# Cambridge, UK

**Source of original dataset:** https://data.cambridgeshireinsight.org.uk/dataset/road-traffic-collisions-location

**Location of accidents:** Latitude, Longitude

**Date of accidents:** Date

**Outcome of accidents:** Severity (Fatal, Serious, Sligh)

In [None]:
import pandas as pd
pd.set_option('max_columns', None)
pd.set_option('display.max_colwidth', -1)
import numpy as np
from plotly import graph_objects as go
import plotly.express as px
from itertools import chain
import matplotlib.pyplot as plt
import pyproj

Setup input files

In [None]:
data_dir = "../data/cambridgeshire/"

accident_files = ["RTA Collision 2012 points.csv",
                  "RTA Collision 2013 points.csv",
                  "RTA Collision 2014 points.csv",
                  "RTA Collision 2015 points.csv",
                  "RTA Collision 2016 points.csv",
                  "RTA Collision 2017 points.csv"]
accidents_data_files = [data_dir + s for s in accident_files]

Read original data

In [None]:
from pandas.io.parsers import ParserError
data_aux = []

for i, accidents_data in enumerate(accidents_data_files):

    data_acc = pd.read_csv(accidents_data, encoding = "ANSI")
   
    data_aux.append(data_acc)

In [None]:
list_of_dfs = data_aux[:]
list_of_dicts = [cur_df.T.to_dict().values() for cur_df in list_of_dfs]    
data = pd.DataFrame(list(chain(*list_of_dicts)))   

Create Datetime column

In [None]:
data['year'] = data['Date'].astype('str').str.slice(start=0, stop=4).astype('int')
data['month'] = data['Date'].astype('str').str.slice(start=4, stop=6).astype('int')
data['day'] = data['Date'].astype('str').str.slice(start=6, stop=8).astype('int')
data['Date'] = data['day'].astype('str') + '/' + data['month'].astype('str') + '/' + data['year'].astype('str')
data['Date'] = pd.to_datetime(data['Date'])

Setup bicycles column

In [None]:
data.loc[data['Cycle']=='Y','Bicycles'] = 1
data.loc[data['Cycle']=='N','Bicycles'] = 0

data.loc[(data['Cycle'] == 'Y') | (data['Cycles']>0), 'Bicycles'] = 1
data.loc[(data['Cycle'] == 'N') & ((data['Cycles']<=0) | (data['Cycles'].isnull())), 'Bicycles'] = 0

Some key statistics

In [None]:
print('Accidents between '+str(data['Date'].min())+' and '+str(data['Date'].max()))

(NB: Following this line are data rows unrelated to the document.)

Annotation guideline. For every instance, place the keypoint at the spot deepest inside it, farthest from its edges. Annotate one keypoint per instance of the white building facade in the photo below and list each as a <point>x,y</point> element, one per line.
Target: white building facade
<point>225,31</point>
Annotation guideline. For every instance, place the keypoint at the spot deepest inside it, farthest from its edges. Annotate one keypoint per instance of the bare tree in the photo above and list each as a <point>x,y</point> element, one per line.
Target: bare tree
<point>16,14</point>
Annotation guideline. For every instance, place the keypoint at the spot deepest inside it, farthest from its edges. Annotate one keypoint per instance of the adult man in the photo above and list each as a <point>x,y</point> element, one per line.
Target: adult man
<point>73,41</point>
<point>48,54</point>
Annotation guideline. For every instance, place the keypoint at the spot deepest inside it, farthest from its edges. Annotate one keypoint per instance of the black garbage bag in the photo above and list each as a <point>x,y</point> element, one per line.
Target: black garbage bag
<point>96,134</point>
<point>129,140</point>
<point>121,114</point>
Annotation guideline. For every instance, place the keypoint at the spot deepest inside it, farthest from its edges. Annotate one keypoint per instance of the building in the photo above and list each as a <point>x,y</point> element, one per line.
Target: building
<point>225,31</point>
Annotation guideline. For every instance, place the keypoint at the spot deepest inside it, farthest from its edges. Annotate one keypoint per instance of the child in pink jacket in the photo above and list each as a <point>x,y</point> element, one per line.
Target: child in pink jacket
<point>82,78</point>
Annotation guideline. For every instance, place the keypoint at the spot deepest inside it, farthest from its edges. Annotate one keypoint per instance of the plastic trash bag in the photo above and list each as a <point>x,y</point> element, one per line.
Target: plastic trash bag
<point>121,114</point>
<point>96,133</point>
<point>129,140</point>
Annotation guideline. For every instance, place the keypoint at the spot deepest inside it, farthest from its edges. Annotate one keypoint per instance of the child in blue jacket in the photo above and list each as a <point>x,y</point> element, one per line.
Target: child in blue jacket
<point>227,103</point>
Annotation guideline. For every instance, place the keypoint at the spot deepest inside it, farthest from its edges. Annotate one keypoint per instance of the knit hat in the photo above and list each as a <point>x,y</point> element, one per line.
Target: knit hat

total_accidents = data.shape[0]
print("There are a total of "+str(total_accidents)+" accidents.")

bicycles = data["Bicycles"].sum()
print("There are a total of "+str(bicycles)+" bicycles involved in all the accidents.")

Slice all bicycle accidents

In [None]:
data_bicycles = data[data['Bicycles']>0]

In [None]:
data_bicycles.head()

Save to file

In [None]:
print(data_bicycles.shape)
data_bicycles.to_csv('cycling_safety_cambridge.csv')
print('Wrote file to: cycling_safety_cambridge.csv')